Vishal Vijay's life changed when he was 10. As a result, so did the lives of many other children.
On a trip to Rajasthan in northern India in 2012, this privileged young kid from Oakville, Ont. came face-to-face with extreme poverty for the first time.
"We were visiting some family there and passed through these slums. We got out because my parents wanted to show me different conditions that exist in the world," the now 16-year-old tells The Huffington Post Canada backstage at Toronto's We Day youth rally, where Vijay was a guest speaker.
"This girl was begging on the side of the street. How is it that she is in this situation and that I'm not? I thought that's really unfair, and I need to do something about this."
"I remember looking at this slum, and it had a lot of children there. It was in rubble. There was these little makeshift houses where people there didn't have very much. I remember seeing this girl, she was about my age at the time, and she had this dirt on her skin. She looked really skinny, she was very hungry, and she didn't look very happy," Vijay recalls.
"I realized that she wasn't in school at the time, she didn't study. She was begging on the side of the street. That really made me upset. This girl is my age. How is it that she is in this situation and that I'm not? I thought that's really unfair, and I need to do something about this. So I took it up on myself to try and help her, and also help other kids living there."

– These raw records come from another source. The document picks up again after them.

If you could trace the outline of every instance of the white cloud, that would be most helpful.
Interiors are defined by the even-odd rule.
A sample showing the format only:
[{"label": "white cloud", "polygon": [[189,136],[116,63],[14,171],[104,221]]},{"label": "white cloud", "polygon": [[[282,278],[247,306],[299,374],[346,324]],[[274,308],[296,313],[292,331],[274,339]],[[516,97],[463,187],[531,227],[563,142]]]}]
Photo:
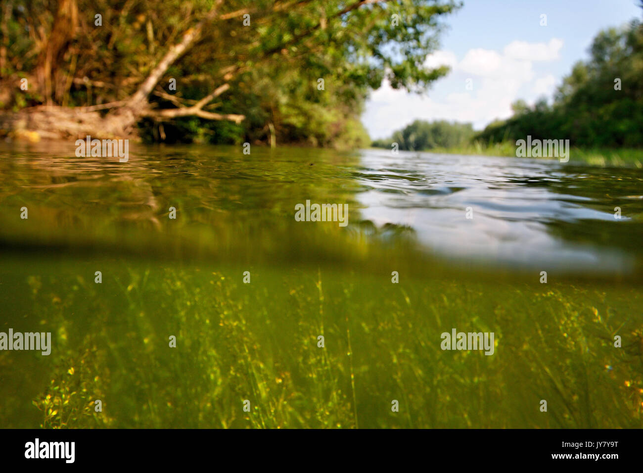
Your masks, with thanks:
[{"label": "white cloud", "polygon": [[434,69],[440,66],[453,68],[458,63],[458,58],[451,51],[436,51],[429,55],[424,61],[424,66]]},{"label": "white cloud", "polygon": [[562,40],[552,38],[549,42],[512,41],[505,46],[504,55],[518,60],[548,61],[559,59]]},{"label": "white cloud", "polygon": [[547,95],[550,97],[556,89],[556,78],[551,74],[548,74],[544,77],[536,79],[534,84],[534,93],[539,97]]},{"label": "white cloud", "polygon": [[469,74],[491,75],[498,71],[503,58],[495,51],[480,48],[469,50],[458,64],[459,70]]},{"label": "white cloud", "polygon": [[[551,95],[556,79],[551,74],[537,77],[533,63],[557,59],[562,46],[557,39],[547,43],[516,41],[502,52],[471,49],[460,60],[452,51],[436,51],[425,64],[449,66],[451,73],[425,96],[394,90],[385,82],[372,94],[363,121],[373,138],[389,136],[415,119],[471,122],[482,128],[493,120],[511,116],[511,104],[518,98],[532,102]],[[466,88],[467,79],[473,90]]]}]

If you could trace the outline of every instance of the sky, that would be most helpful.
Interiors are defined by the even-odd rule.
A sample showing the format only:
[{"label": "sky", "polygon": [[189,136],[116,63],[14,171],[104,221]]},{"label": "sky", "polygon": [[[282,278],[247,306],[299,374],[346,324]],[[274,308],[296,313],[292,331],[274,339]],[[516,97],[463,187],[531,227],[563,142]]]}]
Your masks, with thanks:
[{"label": "sky", "polygon": [[[373,91],[362,123],[371,138],[385,138],[416,119],[473,124],[482,129],[511,116],[511,104],[546,97],[576,61],[586,60],[601,30],[641,18],[638,0],[464,0],[445,17],[440,46],[430,66],[451,68],[418,95],[388,82]],[[541,15],[547,26],[541,26]]]}]

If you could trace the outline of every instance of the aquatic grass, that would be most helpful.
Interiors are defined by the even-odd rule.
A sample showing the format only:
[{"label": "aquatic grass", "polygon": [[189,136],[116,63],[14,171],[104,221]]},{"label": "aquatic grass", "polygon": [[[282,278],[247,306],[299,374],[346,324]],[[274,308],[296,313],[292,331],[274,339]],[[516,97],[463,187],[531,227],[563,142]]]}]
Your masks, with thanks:
[{"label": "aquatic grass", "polygon": [[[0,387],[14,426],[643,427],[643,301],[627,284],[392,284],[321,265],[257,266],[244,284],[235,266],[116,260],[41,262],[34,279],[9,263],[30,301],[10,319],[38,314],[55,339],[51,360],[34,362],[46,376],[28,381],[32,397]],[[99,264],[102,284],[79,281]],[[494,331],[494,354],[443,351],[453,328]],[[32,414],[11,418],[16,403]]]}]

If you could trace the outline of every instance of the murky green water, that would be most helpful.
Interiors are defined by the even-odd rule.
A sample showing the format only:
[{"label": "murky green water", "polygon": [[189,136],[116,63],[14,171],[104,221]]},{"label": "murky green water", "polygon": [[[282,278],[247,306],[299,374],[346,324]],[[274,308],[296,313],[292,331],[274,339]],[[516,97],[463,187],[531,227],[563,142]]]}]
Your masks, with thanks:
[{"label": "murky green water", "polygon": [[133,148],[0,149],[0,427],[643,427],[641,171]]}]

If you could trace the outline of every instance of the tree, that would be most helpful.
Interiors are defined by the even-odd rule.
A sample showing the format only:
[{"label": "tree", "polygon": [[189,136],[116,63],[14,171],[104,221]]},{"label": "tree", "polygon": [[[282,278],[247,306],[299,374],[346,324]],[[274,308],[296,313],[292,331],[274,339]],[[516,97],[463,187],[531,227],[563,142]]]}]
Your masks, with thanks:
[{"label": "tree", "polygon": [[[298,77],[309,103],[323,102],[314,87],[320,78],[331,78],[329,86],[349,84],[341,93],[352,95],[349,106],[359,105],[385,79],[394,88],[422,90],[447,71],[422,64],[436,46],[440,19],[458,6],[453,0],[96,5],[6,0],[0,85],[9,93],[0,101],[15,113],[0,119],[0,127],[26,122],[43,136],[111,138],[136,134],[145,119],[196,116],[239,124],[246,116],[226,106],[251,108],[241,91],[289,71]],[[17,86],[23,78],[28,91]],[[168,89],[170,79],[180,82],[180,93]],[[280,84],[272,86],[285,92]],[[338,88],[324,91],[336,94]],[[265,111],[266,102],[280,102],[278,95],[255,99]],[[275,111],[270,113],[283,109]]]}]

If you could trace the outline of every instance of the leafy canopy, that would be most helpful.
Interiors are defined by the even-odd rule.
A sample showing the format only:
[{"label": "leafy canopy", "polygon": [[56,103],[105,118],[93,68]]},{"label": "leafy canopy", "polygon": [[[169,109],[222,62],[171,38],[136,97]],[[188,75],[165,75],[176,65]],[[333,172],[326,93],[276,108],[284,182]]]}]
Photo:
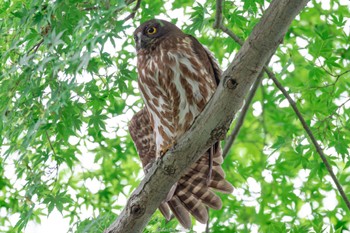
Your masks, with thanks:
[{"label": "leafy canopy", "polygon": [[[225,1],[248,37],[270,1]],[[195,35],[223,68],[239,45],[212,28],[215,1],[3,0],[0,3],[0,231],[53,210],[101,232],[142,178],[127,122],[142,107],[132,32],[161,17]],[[270,63],[350,196],[347,1],[311,1]],[[181,17],[179,17],[181,16]],[[178,18],[179,17],[179,18]],[[233,124],[234,125],[234,124]],[[230,132],[229,132],[230,133]],[[224,169],[236,190],[212,232],[341,232],[350,215],[295,113],[265,77]],[[87,210],[89,218],[83,218]],[[174,229],[157,212],[146,232]],[[196,228],[195,228],[196,229]]]}]

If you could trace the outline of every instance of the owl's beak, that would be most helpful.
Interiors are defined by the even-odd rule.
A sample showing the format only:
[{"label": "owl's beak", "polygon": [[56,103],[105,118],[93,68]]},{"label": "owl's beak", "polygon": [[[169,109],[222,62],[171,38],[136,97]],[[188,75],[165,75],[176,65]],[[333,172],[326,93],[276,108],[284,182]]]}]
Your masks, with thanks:
[{"label": "owl's beak", "polygon": [[141,32],[138,32],[136,35],[135,35],[135,43],[136,43],[136,50],[139,50],[141,49],[142,47],[142,33]]},{"label": "owl's beak", "polygon": [[139,49],[145,49],[149,46],[152,39],[148,38],[147,36],[142,35],[142,32],[138,32],[134,35],[135,44],[136,44],[136,51]]}]

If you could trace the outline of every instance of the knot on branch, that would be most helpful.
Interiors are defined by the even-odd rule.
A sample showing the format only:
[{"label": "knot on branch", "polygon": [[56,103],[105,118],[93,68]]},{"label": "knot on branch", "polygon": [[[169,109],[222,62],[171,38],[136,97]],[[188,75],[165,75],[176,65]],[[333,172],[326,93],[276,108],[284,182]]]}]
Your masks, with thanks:
[{"label": "knot on branch", "polygon": [[166,175],[173,175],[176,172],[176,169],[173,165],[163,166],[163,171]]},{"label": "knot on branch", "polygon": [[233,79],[231,76],[226,76],[224,80],[225,80],[224,87],[228,89],[234,90],[238,86],[237,81]]},{"label": "knot on branch", "polygon": [[136,218],[143,215],[144,212],[145,212],[145,208],[139,204],[132,204],[130,207],[131,215],[135,216]]},{"label": "knot on branch", "polygon": [[210,141],[220,141],[225,139],[226,132],[228,130],[227,124],[224,126],[217,127],[213,129],[210,133]]}]

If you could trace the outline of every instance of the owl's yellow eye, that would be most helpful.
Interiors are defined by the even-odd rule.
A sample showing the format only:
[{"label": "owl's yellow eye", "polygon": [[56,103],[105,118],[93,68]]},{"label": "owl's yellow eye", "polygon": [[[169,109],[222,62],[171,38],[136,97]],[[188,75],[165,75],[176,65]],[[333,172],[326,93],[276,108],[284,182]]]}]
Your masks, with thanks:
[{"label": "owl's yellow eye", "polygon": [[149,27],[149,28],[147,28],[147,34],[148,35],[153,35],[153,34],[155,34],[157,32],[157,28],[155,28],[155,27]]}]

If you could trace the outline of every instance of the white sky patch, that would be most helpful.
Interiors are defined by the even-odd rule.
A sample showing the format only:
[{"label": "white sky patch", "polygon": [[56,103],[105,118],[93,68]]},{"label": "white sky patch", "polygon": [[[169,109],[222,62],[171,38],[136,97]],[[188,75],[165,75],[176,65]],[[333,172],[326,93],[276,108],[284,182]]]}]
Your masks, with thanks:
[{"label": "white sky patch", "polygon": [[264,177],[265,182],[271,183],[273,181],[272,171],[265,169],[262,171],[261,175]]},{"label": "white sky patch", "polygon": [[255,103],[253,103],[252,107],[253,107],[253,115],[260,116],[262,113],[261,103],[259,101],[256,101]]},{"label": "white sky patch", "polygon": [[287,99],[282,100],[279,104],[278,107],[280,108],[288,108],[289,107],[289,102]]},{"label": "white sky patch", "polygon": [[62,214],[54,209],[49,217],[41,217],[40,224],[29,222],[24,233],[63,233],[68,232],[69,219],[63,218]]},{"label": "white sky patch", "polygon": [[325,192],[323,194],[325,198],[322,200],[322,204],[325,210],[332,211],[337,207],[338,201],[337,196],[334,190],[330,190],[329,192]]},{"label": "white sky patch", "polygon": [[311,206],[309,203],[305,203],[298,212],[299,218],[313,219]]}]

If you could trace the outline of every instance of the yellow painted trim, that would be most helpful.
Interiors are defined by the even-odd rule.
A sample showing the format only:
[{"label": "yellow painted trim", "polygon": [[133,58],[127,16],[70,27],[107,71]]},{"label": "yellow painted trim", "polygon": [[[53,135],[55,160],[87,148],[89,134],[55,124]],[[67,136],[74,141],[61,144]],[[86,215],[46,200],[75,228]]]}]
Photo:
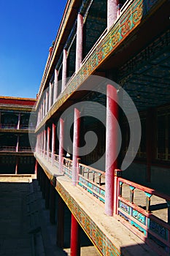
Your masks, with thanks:
[{"label": "yellow painted trim", "polygon": [[17,97],[10,97],[10,96],[0,96],[0,99],[19,99],[19,100],[29,100],[29,101],[36,101],[36,99],[34,98],[20,98]]}]

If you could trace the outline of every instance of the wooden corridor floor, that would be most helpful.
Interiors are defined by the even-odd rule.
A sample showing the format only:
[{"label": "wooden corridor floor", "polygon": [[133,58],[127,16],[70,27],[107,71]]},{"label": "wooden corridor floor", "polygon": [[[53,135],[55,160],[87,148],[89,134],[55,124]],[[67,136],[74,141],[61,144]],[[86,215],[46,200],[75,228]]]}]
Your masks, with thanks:
[{"label": "wooden corridor floor", "polygon": [[[56,246],[56,225],[50,223],[50,213],[45,207],[38,182],[34,180],[34,193],[39,202],[41,232],[28,233],[26,196],[31,191],[30,178],[1,178],[0,176],[0,255],[1,256],[69,256],[70,249]],[[2,181],[2,182],[1,182]],[[5,182],[6,181],[6,182]],[[81,248],[81,256],[98,256],[93,246]]]},{"label": "wooden corridor floor", "polygon": [[[84,177],[88,179],[88,173],[85,173]],[[89,181],[93,181],[93,173],[90,173]],[[96,177],[96,182],[98,185],[98,177]],[[101,176],[101,187],[105,189],[105,178]],[[130,187],[128,184],[123,184],[122,197],[127,200],[130,200]],[[140,189],[135,189],[134,195],[134,203],[136,206],[146,208],[146,195],[144,192]],[[168,222],[168,206],[166,200],[155,195],[152,195],[150,200],[150,212],[152,215]]]}]

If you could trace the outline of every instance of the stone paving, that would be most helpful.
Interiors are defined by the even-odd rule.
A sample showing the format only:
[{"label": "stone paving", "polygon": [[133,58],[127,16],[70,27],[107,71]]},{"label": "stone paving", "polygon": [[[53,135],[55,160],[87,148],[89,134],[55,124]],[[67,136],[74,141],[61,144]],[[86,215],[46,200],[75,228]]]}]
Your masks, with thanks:
[{"label": "stone paving", "polygon": [[[22,180],[22,181],[21,181]],[[56,246],[56,225],[50,223],[49,211],[45,207],[37,181],[32,186],[29,178],[0,177],[0,255],[69,256],[70,249]],[[41,232],[28,233],[28,195],[36,193],[39,204]],[[36,243],[35,243],[36,242]],[[93,246],[81,248],[81,256],[100,255]]]}]

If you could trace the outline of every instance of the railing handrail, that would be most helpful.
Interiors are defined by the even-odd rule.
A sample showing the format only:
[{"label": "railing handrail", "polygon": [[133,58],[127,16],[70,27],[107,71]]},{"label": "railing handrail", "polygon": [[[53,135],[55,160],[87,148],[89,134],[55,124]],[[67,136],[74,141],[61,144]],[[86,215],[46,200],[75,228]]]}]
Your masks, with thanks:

When he returned to his Toronto suburb, Vijay and his little brother Ishan started a group called Children in Action and started raising money to help kids back in India and other developing nations. It was later renamed EveryChildNow, so now kids don't have to join the C.I.A.
What began with five friends is a now a national non-profit with school clubs from B.C. to Nova Scotia all working to help provide basic needs for kids overseas while also "inspiring and empowering" their fellow Canadian kids to make a difference. So far they've raised over $50,000, collected over 30,000 school supplies and helped thousands of children.
"We've been able to build a schoolhouse, we've been able to build a well. We've been able to collaborate with the Canadian Museum for Human Rights to create a permanent children's rights exhibit," Vijay says proudly.
"And now we're really excited that we're going to be building our schoolhouse mobile library, a computer lab library, to be able to give to kids which I saw in northern India on my trip there back in 2012. So we're coming full circle."
Vijay says that EveryChildNow has also contributed to emergency response efforts to help kids affected by the Nepal earthquake, the Ebola outbreaks in Liberia and Sierra Leone and the Syrian refugee crisis.
"We've taken kids to meet Syrian refugee families. We've served breakfast with them and sat down and had those conversations to welcome them." They also got hundreds of students from across the country to write pen pal letters to the newcomer kids to let them know that "Canada is this accepting place where everyone is welcome."
The group also collects and distributes school supplies and books for disadvantaged children here at home, including in indigenous communities where schools receive less funding, with a campaign called "Read, Write, Repeat."
"We don't see a lot of the injustice in our country. We think that everyone is fine and everyone is okay. But the fact is that there is so much need at home, and there is so much more that we can do here in Canada," he says. "As Nelson Mandela said, 'Education is the most powerful weapon that you can use to change the world.'"
The straight-A student has been recognized for his efforts, including being named one of Three Dot Dash’s Global Teen Leaders in 2015 and winning the YMCA Peace Medallion last year as well as the Halton Multicultural Council's Recognition Award for Youth.
"Young people aren't just our future, they're our present, too."
And he wants others to recognize that what makes EveryChildNow special is not him or his brother, but that the organization is run by kids who choose to take action and make a difference.
"Young people aren't just our future, they're our present, too," he says. "And it all begins with one small action, which is how we started."